Furthermore, Syria’s intervention in Lebanon’s civil war in 1976 on the side of rightist Christians against a leftist Muslim-Palestinian alliance aggravated Iraq-Syrian tensions. Iraq’s main concern was allegedly that Syria could succeed in bringing Lebanon, Jordan, and the Palestinians under its control, transforming Syria into a major regional power center that could rival Baghdad.

In 1978, the two rival regimes briefly found common ground in opposing Egypt’s separate peace agreement with Israel. They combined efforts to dissuade other Arab regimes from following Egypt’s lead. In October 1978, Iraq and Syria signed a Charter for Joint National Action/Joint National Memorandum in which they agreed to move toward “military and eventual political unity.”

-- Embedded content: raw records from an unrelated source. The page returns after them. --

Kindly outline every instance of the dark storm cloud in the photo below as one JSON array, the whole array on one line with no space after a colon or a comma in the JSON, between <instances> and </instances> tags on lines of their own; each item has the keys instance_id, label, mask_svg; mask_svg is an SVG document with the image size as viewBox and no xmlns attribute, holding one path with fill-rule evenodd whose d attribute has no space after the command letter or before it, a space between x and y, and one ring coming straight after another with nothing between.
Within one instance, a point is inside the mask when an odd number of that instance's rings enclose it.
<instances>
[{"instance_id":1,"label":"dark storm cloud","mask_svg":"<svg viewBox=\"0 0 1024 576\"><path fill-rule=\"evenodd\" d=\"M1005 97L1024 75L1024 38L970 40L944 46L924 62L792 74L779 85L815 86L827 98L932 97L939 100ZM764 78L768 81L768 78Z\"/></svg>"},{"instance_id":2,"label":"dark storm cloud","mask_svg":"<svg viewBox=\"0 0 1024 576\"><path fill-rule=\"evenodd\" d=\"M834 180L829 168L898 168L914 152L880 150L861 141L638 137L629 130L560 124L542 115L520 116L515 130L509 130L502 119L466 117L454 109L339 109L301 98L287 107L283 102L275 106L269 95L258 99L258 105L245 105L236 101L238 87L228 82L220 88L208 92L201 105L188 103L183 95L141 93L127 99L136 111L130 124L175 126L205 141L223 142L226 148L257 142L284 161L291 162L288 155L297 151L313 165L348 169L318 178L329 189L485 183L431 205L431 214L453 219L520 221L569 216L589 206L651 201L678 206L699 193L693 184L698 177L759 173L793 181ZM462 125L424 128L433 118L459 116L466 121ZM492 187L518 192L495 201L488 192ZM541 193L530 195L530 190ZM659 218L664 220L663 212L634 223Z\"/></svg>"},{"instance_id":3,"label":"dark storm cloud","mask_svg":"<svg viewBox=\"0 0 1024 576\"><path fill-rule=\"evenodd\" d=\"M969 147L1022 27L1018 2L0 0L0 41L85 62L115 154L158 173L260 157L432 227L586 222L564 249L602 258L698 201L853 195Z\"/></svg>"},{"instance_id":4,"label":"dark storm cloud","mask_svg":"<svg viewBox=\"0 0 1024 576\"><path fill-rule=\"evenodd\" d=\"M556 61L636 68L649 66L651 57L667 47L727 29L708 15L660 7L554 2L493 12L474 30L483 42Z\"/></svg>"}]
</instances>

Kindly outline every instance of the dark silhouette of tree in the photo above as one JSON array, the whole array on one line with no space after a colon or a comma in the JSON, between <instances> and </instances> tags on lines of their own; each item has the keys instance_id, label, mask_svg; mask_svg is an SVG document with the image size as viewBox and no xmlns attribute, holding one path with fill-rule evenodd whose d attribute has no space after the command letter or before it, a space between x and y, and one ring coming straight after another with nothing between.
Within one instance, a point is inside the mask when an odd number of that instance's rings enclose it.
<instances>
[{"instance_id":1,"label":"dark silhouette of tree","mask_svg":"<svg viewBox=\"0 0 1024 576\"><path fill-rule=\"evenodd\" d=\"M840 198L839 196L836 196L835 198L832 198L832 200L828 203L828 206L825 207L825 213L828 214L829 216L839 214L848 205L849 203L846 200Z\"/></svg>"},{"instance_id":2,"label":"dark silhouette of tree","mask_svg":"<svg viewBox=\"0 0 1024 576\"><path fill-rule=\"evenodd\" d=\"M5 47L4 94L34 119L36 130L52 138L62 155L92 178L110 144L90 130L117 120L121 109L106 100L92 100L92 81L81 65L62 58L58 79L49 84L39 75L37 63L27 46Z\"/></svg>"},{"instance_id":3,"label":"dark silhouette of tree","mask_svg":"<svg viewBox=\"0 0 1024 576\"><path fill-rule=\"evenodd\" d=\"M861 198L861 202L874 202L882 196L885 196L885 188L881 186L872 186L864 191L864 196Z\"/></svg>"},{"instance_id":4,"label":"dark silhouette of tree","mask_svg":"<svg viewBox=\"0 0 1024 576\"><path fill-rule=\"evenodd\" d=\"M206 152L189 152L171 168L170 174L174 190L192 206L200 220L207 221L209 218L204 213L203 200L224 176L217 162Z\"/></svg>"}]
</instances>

But the distrust between Baathist leaders Hafiz al-Assad and Ahmed Hassan al-Bakr in Iraq overwhelmed their incentives for partnership.

Relations worsened even more when Saddam Hussein came to power in Iraq in 1979; he accused Syrians of complicity in a plot to unseat him.

In August 1980, Syrian diplomats were ordered to leave Baghdad after Iraqi authorities claimed to have found large quantities of explosives from the Syrian embassy. Two years later, Syrian President Hafiz al Assad severed diplomatic relations with Iraq in 1982, accusing Saddam’s regime of supporting Syria’s Muslim Brotherhood, the main opposition force in the country.

The oil produced in northern Iraq has historically been exported via Syria and Lebanon as well as through the less secure route from Basra and through the Persian Gulf. Syria would periodically exploit the leverage provided by this transit by threatening to close these pipelines unless Iraq paid higher transit fees.

During the Iran-Iraq War, Syria shut down the pipelines to assist Iran’s war effort, leading Saddam to accuse al-Assad of betraying the Arab cause. When Saddam invaded Kuwait in 1990, Syria responded by joining the international coalition expelled Iraqi forces from Kuwait.